Je lis de l’effroi dans son regard. Il se tait. Je réfléchis : peut-être vaut-il mieux de ne pas essayer de l’avoir au forcing. Ces naves-là, lorsqu’elles se butent, ne parlent pas plus qu’une côtelette de mouton. On va le laisser moisir quelque temps dans le noir, ce cher Batavia, ça ne lui fera pas de mal. Je fais signe aux gardes de l’emmener. Puis je donne le signalement de la collection de rascals que j’ai laissée au bord de la mer ; dans un quart d’heure, tous les flics du territoire vont être aux abois. Ils n’ont pas plus de chance de rester en liberté que moi de devenir sultan du Maroc.
Ces dispositions prises, je me fais conduire à la cellule de Julia.

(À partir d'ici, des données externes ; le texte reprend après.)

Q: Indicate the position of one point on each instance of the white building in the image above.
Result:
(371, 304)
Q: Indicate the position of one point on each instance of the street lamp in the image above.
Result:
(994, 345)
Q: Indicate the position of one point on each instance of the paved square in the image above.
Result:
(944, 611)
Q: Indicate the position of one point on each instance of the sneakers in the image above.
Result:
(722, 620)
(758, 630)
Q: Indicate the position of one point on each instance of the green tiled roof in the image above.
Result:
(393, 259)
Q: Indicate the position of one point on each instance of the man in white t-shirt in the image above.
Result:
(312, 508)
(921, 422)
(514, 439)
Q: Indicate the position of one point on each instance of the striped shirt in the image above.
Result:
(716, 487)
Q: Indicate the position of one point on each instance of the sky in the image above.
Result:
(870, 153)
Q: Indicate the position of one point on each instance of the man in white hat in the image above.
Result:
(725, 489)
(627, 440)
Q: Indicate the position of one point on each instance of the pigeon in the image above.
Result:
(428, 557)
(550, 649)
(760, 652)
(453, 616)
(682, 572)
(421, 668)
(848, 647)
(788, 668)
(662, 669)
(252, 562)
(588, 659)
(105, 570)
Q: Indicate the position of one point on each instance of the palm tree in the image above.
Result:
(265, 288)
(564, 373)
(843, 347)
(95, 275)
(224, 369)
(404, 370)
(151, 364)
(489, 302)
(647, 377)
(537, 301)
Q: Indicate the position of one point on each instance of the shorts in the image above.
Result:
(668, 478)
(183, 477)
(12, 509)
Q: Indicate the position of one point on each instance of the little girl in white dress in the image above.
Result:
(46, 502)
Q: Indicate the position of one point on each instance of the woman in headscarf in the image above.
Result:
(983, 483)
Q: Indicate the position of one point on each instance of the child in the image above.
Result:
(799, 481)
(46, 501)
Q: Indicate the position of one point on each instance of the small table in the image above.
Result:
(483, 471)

Ma blessure me rend bucolique, je ne sais pas ce que je lui raconte, mais au bout d’un instant, elle m’a tout pardonné ! Elle trouve même cette aventure pleine de piquant et elle a l’impression de vivre dans un film de la Metro, je parie qu’elle me prend pour Edward Robinson…
— Dites donc, amour, vous n’avez pas sommeil ? Il va être quatre heures… Nous avons eu une nuit agitée, il faut aller au dodo. Venez donc à mon hôtel, je vous ferai donner une chambre ravissante, le veilleur de nuit est un copain.
Elle me regarde de biais, en réprimant un sourire.
Du coup je ne sens plus ma blessure.
L’aube commence à poindre du côté du large.